Faith drew a long breath.

"And you were only fifteen! How awful!"

"Yes, it was pretty bad. I know I sat there beside him in the scorching sun and cried for half the day, till someone came along and took me home."

"And—then?" she asked.

"Oh, I've roughed it in thousands of ways since then, and I'm tired of roughing it. That's why I want to get married." His eyes softened as they looked at her. "I think you and I will get on well together," he said.

"Yes," Faith assented. "I think so, too."

"And I'm to fix it up without your mother knowing, is that it?"

"Yes—if you—if you don't mind."

He laughed. "Bless your heart, it's not for me to mind! I'll get a special licence, and we can be married to-morrow."

She caught her breath.

"To-morrow! Oh, it's too soon!"

"Too soon! What is there to wait for?"

"I shall have to tell them at Heeler's, and there's Peg...."

"That friend of yours? Well—tell her afterwards—when you tell your mother."

Faith wavered. She would like to have told Peg, but she answered after a moment: "Oh, very well, but—but not to-morrow!"

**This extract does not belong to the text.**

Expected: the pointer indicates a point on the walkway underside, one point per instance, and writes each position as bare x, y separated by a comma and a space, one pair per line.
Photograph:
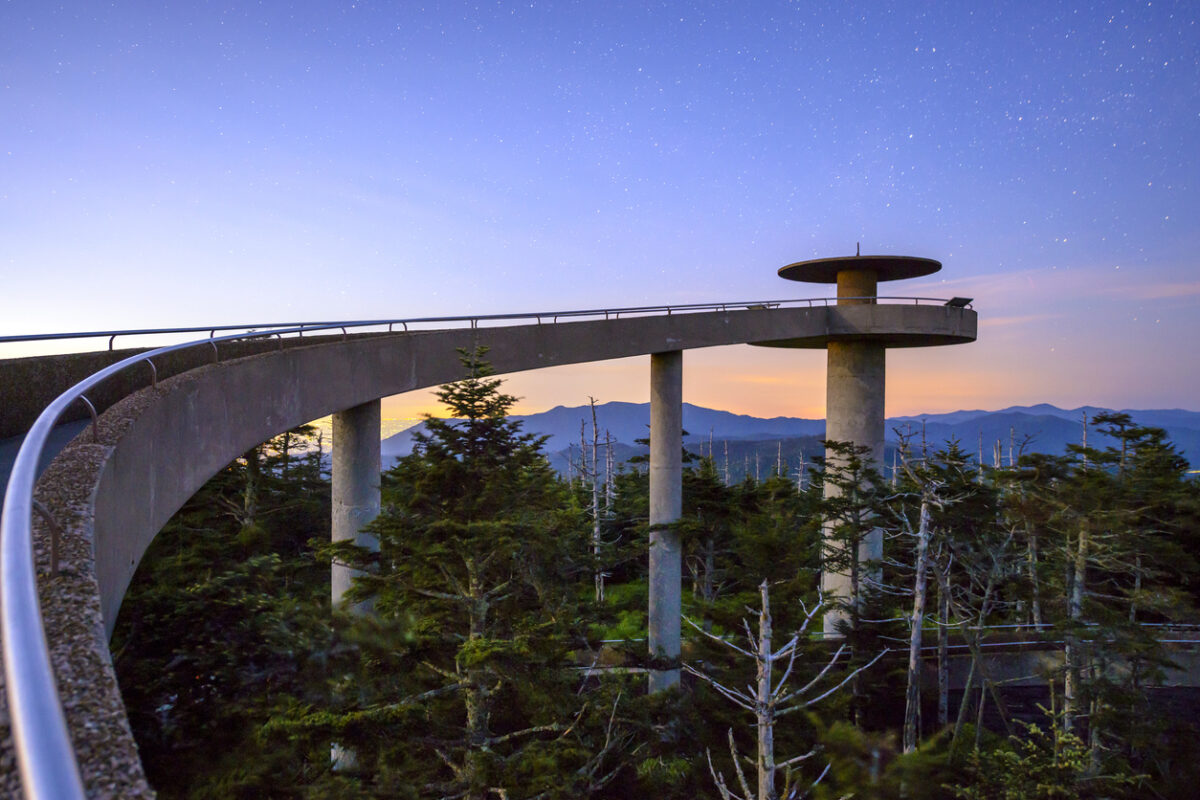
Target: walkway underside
159, 446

"Very well—on Saturday, then—that gives you three days to fix things."

"Thank you."

His eyes wandered over her small person.

"Have you got any money?" he demanded.

"I get paid on Saturday—two pounds."

"Two pounds! Good heavens!"—he thrust a hand into his breast pocket, and brought out a bundle of notes. "I'll give you twenty—buy some clothes and make yourself look pretty."

Faith turned from red to white. She drew back when he would have put the money into her hands.

"I can't. Oh, I couldn't," she faltered. "Oh, I should be afraid——"

"Afraid!" He regarded her in amazement, and then, suddenly aware of the tears in her eyes, he added: "Very well—I'll give you ten—is that better? And will that buy a frock?"

She laughed tremulously. "Why, it will buy us all one—me and the twins—and lots of other things besides!"

She gathered up the money with shaking fingers. She was sure that she was dreaming. Even the touch of the crisp banknotes seemed unreal! What would her mother say? What would Peg say? Her head was in a whirl.

"I think I'll drive you back home now," the Beggar Man said, suddenly. "Your mother will be wondering where you are." He spoke to the driver, and the taxi turned about.

The Beggar Man was sitting opposite to Faith now. He kept looking at her in a queer, nervous sort of way. Suddenly he said in his abrupt manner:

"Do you mind if—if I kiss you?"

She raised her brown eyes.

"If you kiss—me!" She echoed the words with fluttering incredulity. "Oh, no, of course not—if you really want to."

"Thank you." He leaned across and kissed her cheek awkwardly.

There was a little silence, then he said, angrily: "Of course, some people would call me an absolute blackguard!"

She looked at him in amazement.

"Why, what do you mean?"

He explained disjointedly.

"You're such a child—and I'm nearly twenty years older than you are. You don't realize what you're doing—marrying me. I may make your life miserable." She smiled serenely.

"You couldn't! How could you? I'm going to be ever so happy." She drew a long breath of rapture. "It's just like a novelette," she said again fervently. The Beggar Man frowned. He let the window down with a run; the rain had almost stopped.

"I think we're quite near your home," he said.

"Perhaps you would rather walk the rest of the way? Or shall I come in and see your mother?"

Faith started up. "Oh, no—I'll walk; I'd much rather."

The taxi stopped and the man got out.

"Well—good-bye. Till to-morrow," he said.

She looked up eagerly.

"Oh, shall I see you again to-morrow?"

"I'll meet you outside Heeler's in the evening."

She looked like a delighted child.

"That will be three days running that I've seen you," she said.

He smiled rather grimly.

"You'll have to see me all day and every day after Saturday," he answered.